Lesbian couples weren't at significant risk of dying of AIDS, but they were also vulnerable during medical crises:
In 1983 Sharon Kowalski, a 34-year-old high school teacher, was critically injured in an automobile accident that left her paralyzed and speechless. Kowalski’s family barred her partner of four years, Karen Thompson, from visiting her. As it wound its way through the judicial system, the Kowalski case became a rallying cry for the LGBT community. In 1991 the Minnesota Supreme Court declared that the two women had forged a “family of affinity, which ought to be accorded respect,” and allowed Kowalski to designate Thompson as her legal guardian.

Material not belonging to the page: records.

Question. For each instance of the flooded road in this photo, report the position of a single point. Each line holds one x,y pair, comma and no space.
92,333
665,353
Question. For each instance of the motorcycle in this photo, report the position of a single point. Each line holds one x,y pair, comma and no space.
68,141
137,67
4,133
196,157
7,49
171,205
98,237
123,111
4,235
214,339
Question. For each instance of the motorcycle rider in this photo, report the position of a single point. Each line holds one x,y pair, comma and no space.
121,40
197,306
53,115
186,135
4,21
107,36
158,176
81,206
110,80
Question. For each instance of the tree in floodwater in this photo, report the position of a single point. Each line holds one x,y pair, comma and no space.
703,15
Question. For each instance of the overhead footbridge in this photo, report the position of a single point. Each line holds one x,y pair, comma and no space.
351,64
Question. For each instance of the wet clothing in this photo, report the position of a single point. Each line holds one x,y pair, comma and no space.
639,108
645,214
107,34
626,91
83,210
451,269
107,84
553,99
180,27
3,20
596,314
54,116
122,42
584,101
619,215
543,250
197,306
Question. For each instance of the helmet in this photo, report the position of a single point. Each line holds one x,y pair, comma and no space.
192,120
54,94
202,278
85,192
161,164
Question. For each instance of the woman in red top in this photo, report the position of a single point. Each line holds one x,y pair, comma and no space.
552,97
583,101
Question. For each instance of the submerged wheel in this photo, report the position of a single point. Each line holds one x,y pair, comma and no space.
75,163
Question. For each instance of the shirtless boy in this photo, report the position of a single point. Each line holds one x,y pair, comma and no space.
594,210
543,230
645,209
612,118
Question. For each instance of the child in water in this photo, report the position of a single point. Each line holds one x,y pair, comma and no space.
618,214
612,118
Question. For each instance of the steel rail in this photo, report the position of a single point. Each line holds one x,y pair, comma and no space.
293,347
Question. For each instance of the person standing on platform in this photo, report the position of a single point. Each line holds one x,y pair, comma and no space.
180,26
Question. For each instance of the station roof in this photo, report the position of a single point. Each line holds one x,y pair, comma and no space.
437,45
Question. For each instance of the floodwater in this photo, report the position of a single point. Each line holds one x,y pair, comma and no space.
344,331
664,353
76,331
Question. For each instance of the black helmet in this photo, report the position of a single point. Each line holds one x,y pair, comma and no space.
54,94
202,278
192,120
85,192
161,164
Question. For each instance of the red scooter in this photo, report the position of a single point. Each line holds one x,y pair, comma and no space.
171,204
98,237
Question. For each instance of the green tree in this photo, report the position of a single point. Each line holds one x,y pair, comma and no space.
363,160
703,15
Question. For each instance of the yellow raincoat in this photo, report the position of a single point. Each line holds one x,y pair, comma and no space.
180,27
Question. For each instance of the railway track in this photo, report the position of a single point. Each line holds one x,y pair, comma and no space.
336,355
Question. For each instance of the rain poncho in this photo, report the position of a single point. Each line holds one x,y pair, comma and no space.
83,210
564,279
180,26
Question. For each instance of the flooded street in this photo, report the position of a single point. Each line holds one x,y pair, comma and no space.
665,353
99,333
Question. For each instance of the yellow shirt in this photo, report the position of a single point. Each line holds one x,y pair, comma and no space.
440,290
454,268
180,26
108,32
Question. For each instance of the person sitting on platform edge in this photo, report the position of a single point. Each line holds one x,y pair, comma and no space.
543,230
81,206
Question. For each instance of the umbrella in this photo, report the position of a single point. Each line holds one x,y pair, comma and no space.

But, yeah, a lot of the early advocates for marriage equality were gay men—gay men who had witnessed unbelievable acts of cruelty, gay men who had seen how vulnerable they and other queers were in the absence of the right to marry. How vulnerable we all were without the power to determine, through marriage, our immediate next-of-kin. (We would also come to see how inadequate other, lesser, separate-but-equal protections were.) For queer people with homophobic families, for women like Sharon Kowalski, for same-sex couples in the wrong state at the wrong time, that right to marry proved to be absolutely critical.
Ironically the people I hear this argument from most often—"only privileged, affluent gay men care about the right to marry"—are queer college students, usually white and affluent. They're so busy challenging others to recognize and atone for their privilege that they can't spot their own. Specks and planks, as someone or other once said.